Duyduklarından sonra, adeta sürükleyerek ilerletiyordu kendini evine doğru Ela. Neyi, nereye koyacağını şaşırmıştı. Düşüncelerle boğuşurken birden durdu. Herhangi bir şeyin ne önemi vardı ki ? Arkadaşı ölüyordu. Canı ölüyordu canı. Olanca gücüyle bağırdı.
- Bir çift mavi göz mü fazla geldi sana, namussuz İstanbul ?
Ölen tek o olmayacak diye düşündü. İçi bir kat daha ürperdi.
- Kadın ölüyor, adam sağ kalacak mı sence, salak İstanbul ?
Kalır mıydı ? Hayal'i yaşatabilir miydi gerçekten ?
- Kaç hayatı birden bitiriyorsun sen şimdi, katil İstanbul ?
..
Kapıdaki seslerle ayağa fırladı Mert birden.
- Canım nerdesin sen tüm gün ? Hastaneye de getirtmedin. Yine sürpriz peşinde koşuyorsundur diye üstelemedim.
Eğilip öptü yanağından karısını.
- Mert. Aslında biraz konuşsak iyi olacak.
- Kötü bir şey yok değil mi ?
- Yok yok.
Bu sözlerle biraz rahatlatmaya çalışıp, içeri doğru çekiştirdi kocasını. Onu koltuğa oturtturup, kendi de hemen karşısına sehpaya oturdu.
- Kötü haber yok da. Maalesef iyi haber de yok.
- Henüz üç kişi değiliz yani ?
- Değiliz.
Ufak yüzünü avuçları arasına alıp, gözlerinin içine doğru konuştu karısının Mert.
- Sen buna mı üzüldün güzel karım benim ? Bak henüz dedim. Biz genciz, hayat uzun.
Dolan gözlerindeki yaşları daha fazla tutamadı Hayal. Hayat uzun muydu gerçekten ? Belki haklıydı. Hiç sevmemiş, sevdiğiyle kavga etmemiş, onun omzunda ağlamamış, bazen de onun için yastıklara gözyaşı düşürmemiş insanlar vardı bu hayatta. Yaşamadan ölecek insanlar. Bu yüzden şu birkaç yılda ; bu güzel adamla, bu güzel sevdayı yaşatarak borcunu ödemişti ona hayat. Belki bu birkaç yıl, bir ömürdü. Ve hayat gerçekten uzundu diye düşündü Hayal.
- Ama ağlama. Tek damlaya kıyamıyorum. Bunu biliyorsun güzelim.

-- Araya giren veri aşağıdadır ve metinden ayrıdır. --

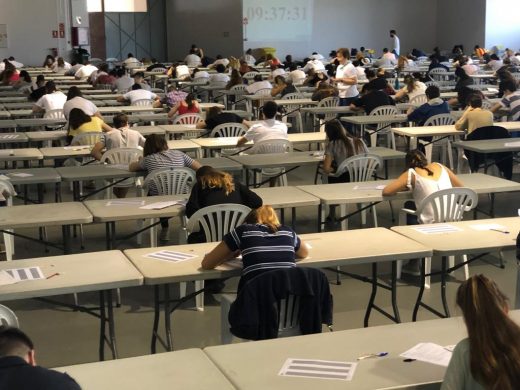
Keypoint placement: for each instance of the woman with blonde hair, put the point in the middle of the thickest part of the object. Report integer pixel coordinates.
(265, 244)
(490, 357)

Ellerinin tersiyle gözlerini sildi Hayal.
- Tamam geçti geçti. Sen üzülme. Ben bir bebeğimiz olsun çok isterdim. O yüzden ağlıyorum.
- Aa, olacak güzelim. Neden böyle konuşuyorsun ? Yoksa sen ?
Mert'in tedirginliğiyle kendine geldi Hayal. Ne yapıyordu Allah aşkına ? Ne niyetle girmişti bu kapıdan ? O hastaneden çıkarken kendine ne söz vermişti ? Böyle mi başlayacaktı bu çetin süreç ?
- Ben ne ?
- Ya birkaç aydır kanama görmediğini söylemiştin. Ya şey işte kızım. Hamile değilmişsin ya. Niyeymiş ? Ben anlamam pek de. Şimdi de ağlıyorsun ya.
- Ha. Yok ya önemli bir şey. Kist varmış da. O böyle düzensizlik yapıyormuş.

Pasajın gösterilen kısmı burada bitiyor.